The effect of increase of the enthalpy of vaporisation of a liquid (in joules `mol^(-1)`) to its boiling point (in degrees K) is equal to ………….. . This rule is known as …………………..

To solve the question, we need to understand the relationship between the enthalpy of vaporization of a liquid and its boiling point, as well as the specific rule that describes this relationship. ### Step-by-Step Solution: 1. **Understanding Enthalpy of Vaporization**: - The enthalpy of vaporization (ΔH_vap) is the amount of energy required to convert one mole of a liquid into vapor at its boiling point.

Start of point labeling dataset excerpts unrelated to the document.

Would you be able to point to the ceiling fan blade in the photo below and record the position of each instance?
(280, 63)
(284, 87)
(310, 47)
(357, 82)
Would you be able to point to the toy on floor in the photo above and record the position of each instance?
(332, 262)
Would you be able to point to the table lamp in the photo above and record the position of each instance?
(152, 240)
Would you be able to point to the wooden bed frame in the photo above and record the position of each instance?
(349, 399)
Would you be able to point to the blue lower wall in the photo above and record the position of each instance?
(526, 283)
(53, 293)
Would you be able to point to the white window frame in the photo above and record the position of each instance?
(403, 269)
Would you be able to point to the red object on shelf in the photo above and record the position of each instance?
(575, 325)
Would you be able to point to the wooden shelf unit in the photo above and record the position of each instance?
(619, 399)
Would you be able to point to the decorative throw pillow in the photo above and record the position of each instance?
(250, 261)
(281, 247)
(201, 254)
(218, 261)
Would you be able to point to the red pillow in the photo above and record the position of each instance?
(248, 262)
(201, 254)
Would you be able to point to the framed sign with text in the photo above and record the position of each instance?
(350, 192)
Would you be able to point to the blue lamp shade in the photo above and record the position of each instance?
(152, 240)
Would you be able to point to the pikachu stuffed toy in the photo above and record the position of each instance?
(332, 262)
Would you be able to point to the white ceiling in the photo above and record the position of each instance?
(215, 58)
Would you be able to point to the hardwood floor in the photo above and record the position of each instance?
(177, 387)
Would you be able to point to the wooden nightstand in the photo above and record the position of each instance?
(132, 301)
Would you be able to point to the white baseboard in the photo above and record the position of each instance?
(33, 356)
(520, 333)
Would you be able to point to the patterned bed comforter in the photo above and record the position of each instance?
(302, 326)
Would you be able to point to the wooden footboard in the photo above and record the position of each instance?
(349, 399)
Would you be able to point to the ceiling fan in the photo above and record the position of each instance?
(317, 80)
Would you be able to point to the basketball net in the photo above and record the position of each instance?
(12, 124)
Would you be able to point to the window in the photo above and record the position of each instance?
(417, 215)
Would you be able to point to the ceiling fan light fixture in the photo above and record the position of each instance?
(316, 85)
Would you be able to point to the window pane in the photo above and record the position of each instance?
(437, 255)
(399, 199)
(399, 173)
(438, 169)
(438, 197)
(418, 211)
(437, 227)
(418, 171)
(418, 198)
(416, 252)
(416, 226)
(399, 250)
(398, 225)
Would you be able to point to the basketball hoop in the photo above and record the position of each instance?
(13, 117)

It is expressed in joules per mole (J/mol). 2. **Boiling Point and Temperature**: - The boiling point of a liquid is the temperature at which its vapor pressure equals the external pressure surrounding the liquid. It is measured in degrees Kelvin (K). 3. **Relationship Between Enthalpy and Boiling Point**: - According to the Trouton's Rule, there is a specific relationship between the enthalpy of vaporization and the boiling point of a liquid. This rule states that the increase in enthalpy of vaporization (in J/mol) to its boiling point (in K) is approximately equal to a constant value. 4. **Applying Trouton's Rule**: - Trouton's Rule states that the value of the enthalpy of vaporization (ΔH_vap) divided by the boiling point (T_b) in Kelvin is approximately 85 to 88 J/mol/K. Thus, we can express this relationship mathematically as: \[ \frac{\Delta H_{vap}}{T_b} \approx 85 \text{ to } 88 \text{ J/mol/K} \] 5. **Final Answer**: - Therefore, the effect of the increase of the enthalpy of vaporization of a liquid to its boiling point is equal to approximately **88 J/mol/K**. This rule is known as **Trouton's Rule**. ### Summary of the Solution: - The effect of increase of the enthalpy of vaporization of a liquid (in joules `mol^(-1)`) to its boiling point (in degrees K) is equal to **88 J/mol/K**. This rule is known as **Trouton's Rule**.